La Diagonale des fous, une « aventure géographique »

C'est l'une des courses les plus belles et les plus difficiles au monde. Avec 170 km et près de 11 000 mètres de dénivelée positif, le Grand Raid ne vole pas sa réputation de « Diagonale des fous ». Traversant l'île de la Réunion (océan Indien) du sud-ouest au nord-est, la course est une véritable « aventure géographique » qui présente tous les visages de l'île à ceux qui s'y engagent : climat tropical, chaud, humide, souvent brumeux, reliefs volcaniques, entre ravines et coulées de lave, forêt tropicale, cirques marqués par l'érosion, vallées profondément encaissées...
Venus des quatre coins du monde, les 2 500 coureurs qui franchiront la ligne de départ ce jeudi ont été triés sur le volet. Pour avoir le droit de participer à la Diagonale, il faut en effet justifier d'un certain palmarès de course, à savoir un capital de 85 points acquis en une seule épreuve au cours des deux dernières années (1).

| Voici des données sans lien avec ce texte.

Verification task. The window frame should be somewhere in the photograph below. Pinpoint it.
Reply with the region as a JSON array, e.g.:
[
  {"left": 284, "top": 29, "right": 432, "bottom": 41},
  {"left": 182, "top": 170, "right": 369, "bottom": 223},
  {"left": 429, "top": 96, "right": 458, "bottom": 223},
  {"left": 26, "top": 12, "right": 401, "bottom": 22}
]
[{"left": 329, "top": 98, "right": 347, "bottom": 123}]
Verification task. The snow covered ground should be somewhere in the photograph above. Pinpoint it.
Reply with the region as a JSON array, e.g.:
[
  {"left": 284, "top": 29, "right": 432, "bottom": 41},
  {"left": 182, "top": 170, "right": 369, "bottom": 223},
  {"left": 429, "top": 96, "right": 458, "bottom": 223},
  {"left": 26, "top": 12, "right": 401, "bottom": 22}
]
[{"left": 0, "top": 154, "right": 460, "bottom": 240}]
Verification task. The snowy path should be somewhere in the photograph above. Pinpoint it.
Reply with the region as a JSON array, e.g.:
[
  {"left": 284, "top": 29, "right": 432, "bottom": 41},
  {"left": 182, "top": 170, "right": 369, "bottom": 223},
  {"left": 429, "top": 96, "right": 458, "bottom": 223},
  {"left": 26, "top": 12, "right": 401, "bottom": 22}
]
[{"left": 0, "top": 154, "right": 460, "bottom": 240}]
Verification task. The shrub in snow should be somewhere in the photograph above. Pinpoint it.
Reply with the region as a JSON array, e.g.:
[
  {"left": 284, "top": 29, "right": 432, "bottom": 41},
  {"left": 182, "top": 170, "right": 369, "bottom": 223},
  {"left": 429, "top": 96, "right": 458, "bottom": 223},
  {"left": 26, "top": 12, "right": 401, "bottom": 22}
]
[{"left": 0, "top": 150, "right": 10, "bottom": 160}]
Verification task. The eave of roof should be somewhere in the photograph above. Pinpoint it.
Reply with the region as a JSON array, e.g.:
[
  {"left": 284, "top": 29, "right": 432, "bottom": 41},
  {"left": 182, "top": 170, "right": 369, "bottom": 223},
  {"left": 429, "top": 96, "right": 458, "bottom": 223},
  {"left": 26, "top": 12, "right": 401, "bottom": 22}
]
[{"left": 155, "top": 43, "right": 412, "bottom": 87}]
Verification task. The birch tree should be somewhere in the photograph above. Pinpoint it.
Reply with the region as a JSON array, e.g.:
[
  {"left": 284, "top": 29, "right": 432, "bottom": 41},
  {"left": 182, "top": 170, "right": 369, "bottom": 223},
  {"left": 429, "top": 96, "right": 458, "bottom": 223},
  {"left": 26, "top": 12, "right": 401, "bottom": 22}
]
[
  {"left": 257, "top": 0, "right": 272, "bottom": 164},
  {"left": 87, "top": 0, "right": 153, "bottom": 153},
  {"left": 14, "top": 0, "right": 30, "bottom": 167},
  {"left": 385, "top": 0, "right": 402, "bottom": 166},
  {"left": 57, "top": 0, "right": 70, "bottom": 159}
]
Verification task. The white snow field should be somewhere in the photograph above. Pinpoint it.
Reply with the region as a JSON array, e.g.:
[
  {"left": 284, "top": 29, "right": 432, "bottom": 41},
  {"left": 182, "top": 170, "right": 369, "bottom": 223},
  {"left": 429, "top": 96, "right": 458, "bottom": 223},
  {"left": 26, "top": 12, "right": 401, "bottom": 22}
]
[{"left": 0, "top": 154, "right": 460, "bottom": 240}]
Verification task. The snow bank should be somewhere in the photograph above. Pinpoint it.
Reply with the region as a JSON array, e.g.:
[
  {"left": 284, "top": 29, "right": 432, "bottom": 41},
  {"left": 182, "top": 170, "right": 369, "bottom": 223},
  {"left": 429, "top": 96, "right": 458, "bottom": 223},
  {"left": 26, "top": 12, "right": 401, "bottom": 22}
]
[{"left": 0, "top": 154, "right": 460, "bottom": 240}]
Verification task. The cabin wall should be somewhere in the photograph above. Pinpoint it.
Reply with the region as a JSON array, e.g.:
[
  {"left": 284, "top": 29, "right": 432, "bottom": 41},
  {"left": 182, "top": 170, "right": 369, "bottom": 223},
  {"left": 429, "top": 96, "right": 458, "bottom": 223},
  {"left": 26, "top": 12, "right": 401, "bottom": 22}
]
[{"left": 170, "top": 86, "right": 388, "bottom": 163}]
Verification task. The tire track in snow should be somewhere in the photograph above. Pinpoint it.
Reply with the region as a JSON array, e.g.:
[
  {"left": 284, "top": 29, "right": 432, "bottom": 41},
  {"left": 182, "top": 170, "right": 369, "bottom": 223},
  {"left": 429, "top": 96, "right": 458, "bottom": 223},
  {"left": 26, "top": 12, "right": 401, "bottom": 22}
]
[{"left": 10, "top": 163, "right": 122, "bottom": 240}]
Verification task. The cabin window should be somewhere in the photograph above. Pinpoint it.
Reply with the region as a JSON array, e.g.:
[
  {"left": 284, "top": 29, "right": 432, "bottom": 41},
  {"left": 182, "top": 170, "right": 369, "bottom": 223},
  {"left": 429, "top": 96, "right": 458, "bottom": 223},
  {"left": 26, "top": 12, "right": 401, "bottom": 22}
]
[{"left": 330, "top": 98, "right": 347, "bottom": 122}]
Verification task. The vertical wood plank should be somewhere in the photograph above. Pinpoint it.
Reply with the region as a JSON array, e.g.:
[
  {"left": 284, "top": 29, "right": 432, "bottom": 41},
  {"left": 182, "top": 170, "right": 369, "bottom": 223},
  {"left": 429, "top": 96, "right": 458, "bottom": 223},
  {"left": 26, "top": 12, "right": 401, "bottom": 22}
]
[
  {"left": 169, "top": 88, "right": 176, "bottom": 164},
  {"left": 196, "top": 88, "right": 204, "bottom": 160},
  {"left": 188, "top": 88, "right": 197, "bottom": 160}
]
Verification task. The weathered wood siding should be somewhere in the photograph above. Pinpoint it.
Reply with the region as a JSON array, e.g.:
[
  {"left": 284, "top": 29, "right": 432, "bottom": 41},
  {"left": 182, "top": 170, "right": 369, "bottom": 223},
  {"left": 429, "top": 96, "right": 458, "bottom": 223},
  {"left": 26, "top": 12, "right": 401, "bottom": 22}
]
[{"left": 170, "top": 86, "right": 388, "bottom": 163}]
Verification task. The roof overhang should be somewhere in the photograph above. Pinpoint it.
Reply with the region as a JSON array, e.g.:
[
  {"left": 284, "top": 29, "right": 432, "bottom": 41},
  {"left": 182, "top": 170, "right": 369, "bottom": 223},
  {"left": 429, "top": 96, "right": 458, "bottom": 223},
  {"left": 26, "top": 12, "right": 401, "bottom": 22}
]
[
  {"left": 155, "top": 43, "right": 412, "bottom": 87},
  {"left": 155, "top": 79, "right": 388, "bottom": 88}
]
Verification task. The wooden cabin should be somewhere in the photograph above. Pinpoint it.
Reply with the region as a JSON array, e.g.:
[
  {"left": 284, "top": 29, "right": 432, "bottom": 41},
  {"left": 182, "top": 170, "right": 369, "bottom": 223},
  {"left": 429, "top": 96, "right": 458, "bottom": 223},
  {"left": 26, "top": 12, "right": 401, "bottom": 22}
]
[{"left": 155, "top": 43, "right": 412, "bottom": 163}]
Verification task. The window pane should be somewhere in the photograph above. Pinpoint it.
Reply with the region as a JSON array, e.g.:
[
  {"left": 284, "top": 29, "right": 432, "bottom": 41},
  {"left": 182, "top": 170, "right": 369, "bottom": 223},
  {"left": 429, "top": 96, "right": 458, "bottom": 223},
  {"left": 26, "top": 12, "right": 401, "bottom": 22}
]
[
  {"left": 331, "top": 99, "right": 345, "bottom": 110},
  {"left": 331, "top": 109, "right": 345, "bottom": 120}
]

Le départ de la Diagonale se fait pour la première fois cette année de Saint-Pierre, au sud-ouest de l'île. Les 2 500 coureurs s'élanceront à partir de 23 heures vers les « Hauts » de l'île (piton Sec, piton Textor, Kervéguen, Mare à Joseph, « plaine » des Cafres, plateau de Cilaos...). Ils alterneront passages de col à plus de 2 000 mètres d'altitude, montées à 30%, chemins roulants et « sentiers cassants », souvent escarpés et abrupts, parfois rocailleux, glissants et même dangereux car encombrés de racines. Les quadriceps seront soumis à rude épreuve... De Cilaos, étape essentielle mais lieu de tous les renoncements, les trailers repartiront vers Roche plate, dans le cirque de Mafate, pour redescendre par la Rivière des Galets et atteindre Saint-Denis... s'ils le peuvent.
(1) Dans les grands trails, un point est accordé par km de course parcouru et par tranche de 100 mètres de dénivelée positif.